Roger Federer était donc prévenu…

UNE CINQUIÈME MANCHE HORS DU COMMUN

Si l’on regarde dans le rétro, cette finale 2019 de Wimbledon n’était pas partie pour rester dans les livres d’histoire, Federer remportant facilement les deuxième et quatrième sets et Djokovic parvenant à chaque fois à verrouiller les jeux décisifs dans les première et troisième manche. Mais dans le cinquième set, les deux hommes ont hissé leur niveau de jeu à de sacrées hauteurs pour offrir au public du Centre Court l’un des dénouements les plus incroyables de l’histoire de Wimbledon. Un an plus tard, pas sûr qu’on s’en soit d’ailleurs vraiment remis, tant le scénario de cette ultime manche est à couper le souffle.

Au vu de l’âge des deux joueurs et de l’énergie dépensée par Roger Federer pour se débarrasser de Rafael Nadal au tour précédent, on pouvait légitimement penser que le Serbe serait plus frais que le Suisse dans ce début de cinquième set. Impression rapidement confirmée quand le Serbe se montre le plus menaçant des deux hommes à la relance, et encore davantage quand il parvient à faire le break et ainsi s’échapper pour mener 4-2. La messe semble dite, tant Federer paraît désormais sans solution face au Serbe.

Mais on n’enterre pas si facilement un champion de la trempe de Federer…

FEDERER, DU RÊVE AU CAUCHEMAR…

Le break de Djokovic a en effet été un électrochoc pour le Suisse, qui l’a effacé dans la foulée, avant même d’entrevoir un neuvième titre au All England Club lorsqu’il prend le service du Serbe pour mener 8-7 dans cette cinquième manche.

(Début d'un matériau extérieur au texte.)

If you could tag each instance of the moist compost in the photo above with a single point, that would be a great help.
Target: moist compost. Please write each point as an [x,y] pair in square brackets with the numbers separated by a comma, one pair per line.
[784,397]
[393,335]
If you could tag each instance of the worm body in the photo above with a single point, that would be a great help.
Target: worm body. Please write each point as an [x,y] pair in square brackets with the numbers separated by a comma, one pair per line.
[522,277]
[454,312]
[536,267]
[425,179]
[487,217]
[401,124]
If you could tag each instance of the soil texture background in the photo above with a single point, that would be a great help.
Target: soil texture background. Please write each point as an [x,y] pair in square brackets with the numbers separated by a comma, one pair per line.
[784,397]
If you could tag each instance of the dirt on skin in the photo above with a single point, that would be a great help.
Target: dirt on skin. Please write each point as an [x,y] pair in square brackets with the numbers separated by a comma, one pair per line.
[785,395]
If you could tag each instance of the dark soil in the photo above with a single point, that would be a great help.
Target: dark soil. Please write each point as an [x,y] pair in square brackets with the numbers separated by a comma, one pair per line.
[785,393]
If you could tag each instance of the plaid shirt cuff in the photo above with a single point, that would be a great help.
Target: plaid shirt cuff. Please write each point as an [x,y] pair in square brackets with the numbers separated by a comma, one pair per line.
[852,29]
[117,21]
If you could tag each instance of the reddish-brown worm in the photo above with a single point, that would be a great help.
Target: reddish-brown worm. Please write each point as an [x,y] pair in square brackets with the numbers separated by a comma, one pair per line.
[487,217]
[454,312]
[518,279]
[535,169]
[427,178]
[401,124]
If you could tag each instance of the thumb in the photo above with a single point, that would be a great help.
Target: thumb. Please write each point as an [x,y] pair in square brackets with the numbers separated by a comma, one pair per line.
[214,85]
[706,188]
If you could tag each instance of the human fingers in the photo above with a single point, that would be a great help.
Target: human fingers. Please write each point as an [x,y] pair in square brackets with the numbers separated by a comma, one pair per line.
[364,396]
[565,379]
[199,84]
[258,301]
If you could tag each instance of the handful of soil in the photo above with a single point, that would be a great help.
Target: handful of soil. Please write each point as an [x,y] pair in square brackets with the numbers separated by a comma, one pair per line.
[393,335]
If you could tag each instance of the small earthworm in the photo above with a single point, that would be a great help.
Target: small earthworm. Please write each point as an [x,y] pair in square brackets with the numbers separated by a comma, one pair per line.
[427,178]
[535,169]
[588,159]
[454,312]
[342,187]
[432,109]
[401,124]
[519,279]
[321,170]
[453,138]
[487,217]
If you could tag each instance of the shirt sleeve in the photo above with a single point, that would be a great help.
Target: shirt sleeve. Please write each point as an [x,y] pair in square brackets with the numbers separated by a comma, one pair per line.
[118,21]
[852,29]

Federer n’est alors plus qu’à quatre points d’une victoire historique, que le public du Centre Court s’apprête à célébrer en rugissant de plaisir. Après avoir claqué deux aces pour s’offrir deux balles de 21ème Grand Chelem, le rêve semble même ne plus pouvoir échapper à la réalité. Et pourtant… Une faute directe sur la première, et surtout, un coup droit et une montée trop timides sur la deuxième, sauvée d’un passing court croisé imparable par Djokovic, ont brutalement ramené Federer sur le plancher des vaches. Le rêve était passé pour le Suisse, l’espoir était revenu chez le Serbe. Deux points plus tard, le «Djoker» effaçait son break de retard.

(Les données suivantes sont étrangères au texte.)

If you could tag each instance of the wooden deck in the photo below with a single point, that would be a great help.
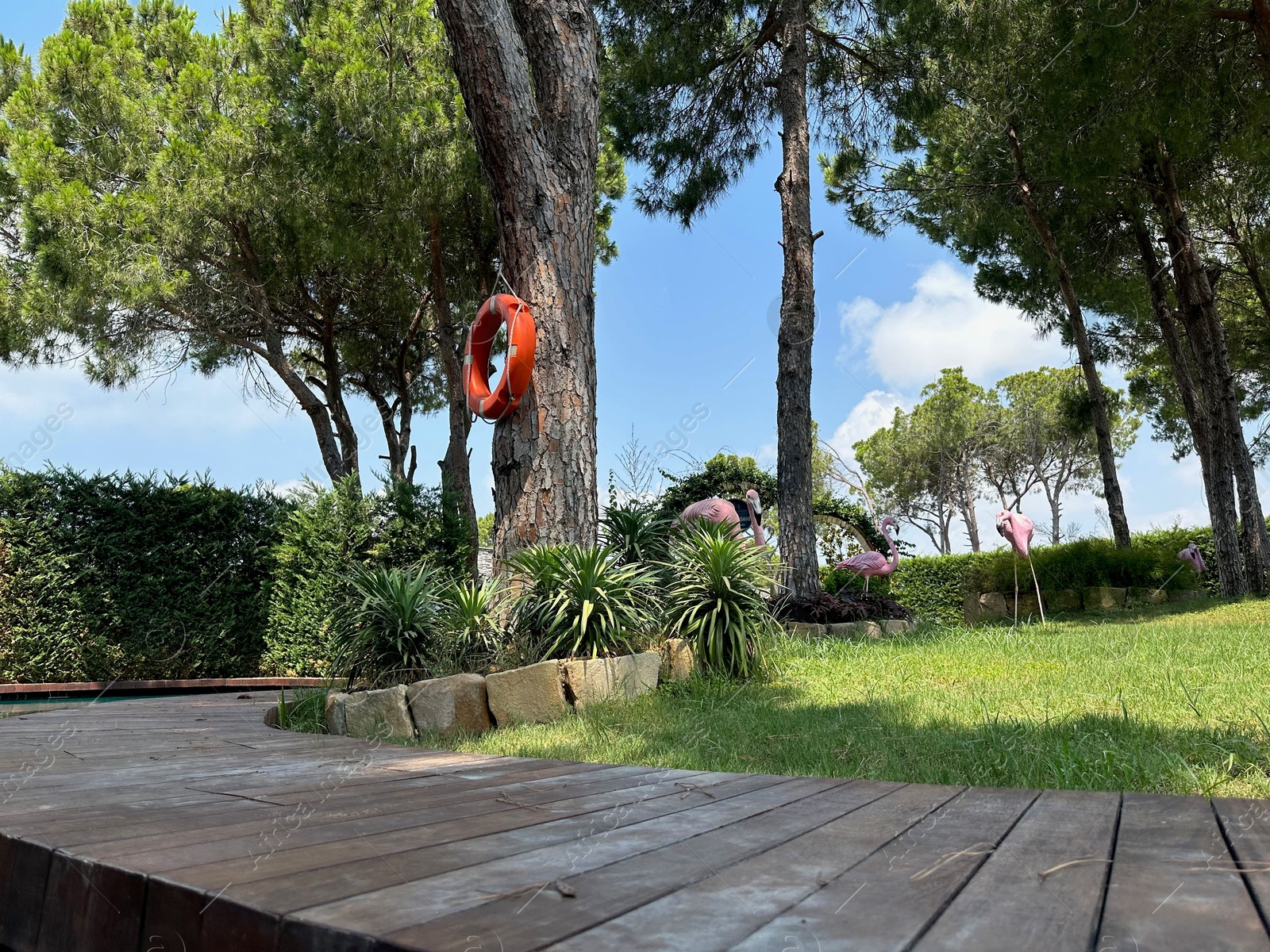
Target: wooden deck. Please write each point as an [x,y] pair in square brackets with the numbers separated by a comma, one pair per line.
[186,825]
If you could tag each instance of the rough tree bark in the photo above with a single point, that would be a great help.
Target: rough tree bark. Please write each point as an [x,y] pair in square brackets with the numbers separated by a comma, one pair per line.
[798,313]
[456,482]
[1083,349]
[1257,16]
[530,75]
[1203,323]
[1218,490]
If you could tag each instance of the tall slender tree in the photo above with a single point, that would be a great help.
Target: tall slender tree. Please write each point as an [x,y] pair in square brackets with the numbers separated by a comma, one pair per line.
[254,200]
[963,93]
[695,90]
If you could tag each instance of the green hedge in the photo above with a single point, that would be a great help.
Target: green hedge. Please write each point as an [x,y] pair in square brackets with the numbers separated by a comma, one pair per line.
[131,577]
[135,577]
[933,587]
[324,537]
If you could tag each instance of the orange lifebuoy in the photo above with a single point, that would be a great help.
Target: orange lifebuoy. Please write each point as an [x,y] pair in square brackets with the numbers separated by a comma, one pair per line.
[521,336]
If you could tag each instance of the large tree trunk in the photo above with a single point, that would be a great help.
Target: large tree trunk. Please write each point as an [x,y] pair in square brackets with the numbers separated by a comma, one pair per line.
[456,482]
[1083,349]
[1216,471]
[530,75]
[1208,336]
[965,503]
[798,313]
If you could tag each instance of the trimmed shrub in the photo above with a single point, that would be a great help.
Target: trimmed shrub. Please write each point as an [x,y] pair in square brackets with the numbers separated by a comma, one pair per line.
[328,536]
[1089,562]
[933,587]
[131,577]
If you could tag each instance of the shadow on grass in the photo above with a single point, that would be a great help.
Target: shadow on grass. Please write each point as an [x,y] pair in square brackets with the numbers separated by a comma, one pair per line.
[762,727]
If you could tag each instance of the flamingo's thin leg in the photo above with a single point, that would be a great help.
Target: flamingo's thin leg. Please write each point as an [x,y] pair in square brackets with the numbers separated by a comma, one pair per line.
[1041,602]
[1016,592]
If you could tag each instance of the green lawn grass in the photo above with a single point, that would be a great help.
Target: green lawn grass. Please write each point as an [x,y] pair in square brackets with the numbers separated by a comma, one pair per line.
[1168,700]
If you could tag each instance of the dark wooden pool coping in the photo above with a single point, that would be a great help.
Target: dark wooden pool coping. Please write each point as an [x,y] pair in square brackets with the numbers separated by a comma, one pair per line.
[186,825]
[133,689]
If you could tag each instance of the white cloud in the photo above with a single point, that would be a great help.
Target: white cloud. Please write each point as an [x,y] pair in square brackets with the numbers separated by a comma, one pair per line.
[874,412]
[944,324]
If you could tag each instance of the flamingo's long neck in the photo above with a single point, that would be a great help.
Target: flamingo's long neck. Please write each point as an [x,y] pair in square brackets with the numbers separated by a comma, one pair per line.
[760,536]
[895,552]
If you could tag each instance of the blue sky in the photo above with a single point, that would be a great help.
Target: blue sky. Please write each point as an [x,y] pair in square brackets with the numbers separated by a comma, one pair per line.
[685,324]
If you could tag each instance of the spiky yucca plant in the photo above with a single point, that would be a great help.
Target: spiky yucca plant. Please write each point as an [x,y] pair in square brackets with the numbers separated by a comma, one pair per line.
[397,630]
[579,601]
[471,621]
[635,532]
[717,598]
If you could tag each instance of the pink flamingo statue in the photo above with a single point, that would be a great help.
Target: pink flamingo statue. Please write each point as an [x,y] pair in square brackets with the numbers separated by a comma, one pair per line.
[1019,531]
[869,564]
[722,511]
[1191,556]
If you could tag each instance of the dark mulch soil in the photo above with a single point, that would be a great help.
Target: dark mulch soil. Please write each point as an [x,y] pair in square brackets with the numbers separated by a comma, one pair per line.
[823,608]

Le match n’était pas terminé mais il avait définitivement tourné.

A l’issue d’un combat de près de cinq heures, le dénouement sera aussi incroyable que frustrant. Incroyable en raison du niveau proposé par les deux hommes dans ce dernier acte, mais aussi très frustrant car cette finale d’anthologie s’est conclue sur un tie-break à 12-12, nouvelle règle introduite lors de cette édition 2019 de Wimbledon après l’interminable demi-finale Isner-Anderson un an plus tôt. Impérial dans ce jeu décisif, comme lors des deux premiers, Novak Djokovic l’emporte après un dernier coup droit de Roger Federer catapulté dans le ciel londonien. Le Centre Court est stupéfait, nous aussi.

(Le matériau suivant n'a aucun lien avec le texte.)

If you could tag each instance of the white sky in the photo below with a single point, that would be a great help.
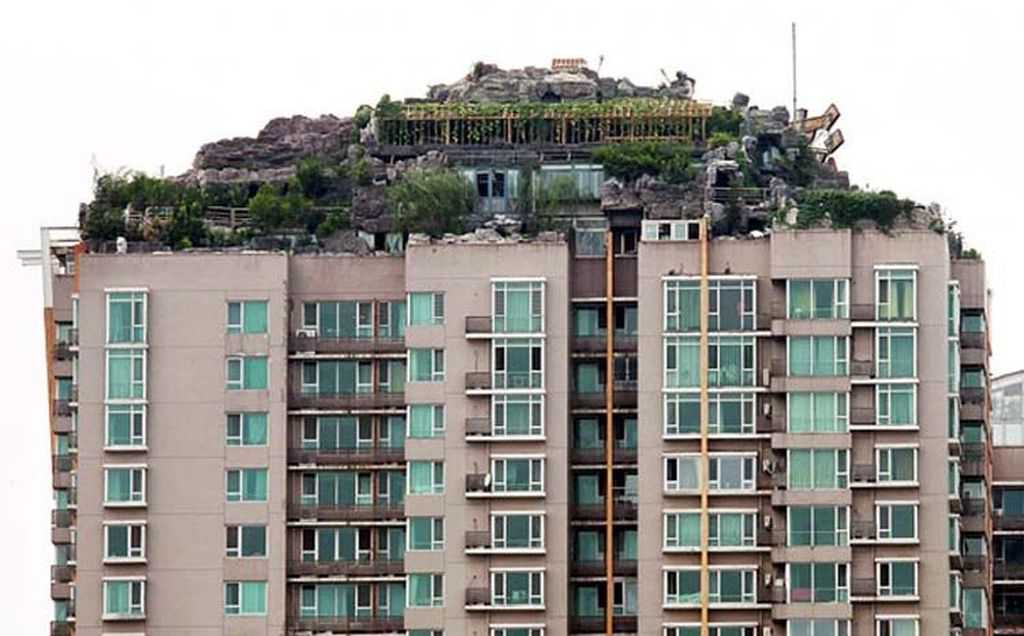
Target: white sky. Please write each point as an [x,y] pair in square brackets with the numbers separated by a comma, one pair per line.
[929,95]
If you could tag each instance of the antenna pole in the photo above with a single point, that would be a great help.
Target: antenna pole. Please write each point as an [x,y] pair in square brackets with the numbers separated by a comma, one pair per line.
[795,70]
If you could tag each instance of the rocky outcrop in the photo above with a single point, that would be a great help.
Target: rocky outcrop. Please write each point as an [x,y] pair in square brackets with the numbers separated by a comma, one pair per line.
[491,84]
[282,142]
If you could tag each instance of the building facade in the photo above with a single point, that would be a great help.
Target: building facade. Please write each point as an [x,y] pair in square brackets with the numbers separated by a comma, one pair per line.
[635,427]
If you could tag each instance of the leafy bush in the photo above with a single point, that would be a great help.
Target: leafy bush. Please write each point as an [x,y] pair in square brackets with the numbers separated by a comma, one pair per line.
[433,201]
[847,208]
[668,160]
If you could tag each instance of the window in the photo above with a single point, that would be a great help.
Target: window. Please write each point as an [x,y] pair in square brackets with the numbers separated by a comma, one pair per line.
[245,598]
[246,484]
[511,588]
[817,299]
[897,578]
[517,475]
[126,374]
[246,541]
[126,318]
[818,583]
[124,542]
[518,306]
[897,405]
[896,627]
[518,364]
[817,412]
[817,468]
[897,522]
[517,415]
[246,429]
[817,627]
[124,485]
[729,414]
[125,425]
[426,477]
[975,608]
[897,465]
[817,355]
[426,590]
[426,533]
[247,316]
[895,295]
[426,308]
[897,352]
[249,372]
[517,532]
[817,525]
[124,598]
[426,421]
[426,365]
[342,320]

La défaite du Suisse contre Rafael Nadal sur ce même Centre Court, en 2008, dans ce qui est considéré par de nombreux observateurs (et nous aussi) comme l’un des meilleurs matches de l’histoire du tennis, était jusque-là la plus douloureuse de sa carrière. Mais cette finale contre Djokovic l’an passé est encore un cran au-dessus dans le panthéon des les défaites les plus cruelles de la carrière de Federer. Après ce triste dénouement, le Suisse admettra qu’il n’arrive pas à croire comme une si belle opportunité a pu lui filer entre les mains… Un an plus tard, pas sûr qu’il le réalise davantage. Cette finale, dont l’empreinte dans l’histoire reste à définir selon l’issue de la course au record de titres en Grand Chelem, restera dans toutes les mémoires. Surtout celle de Federer.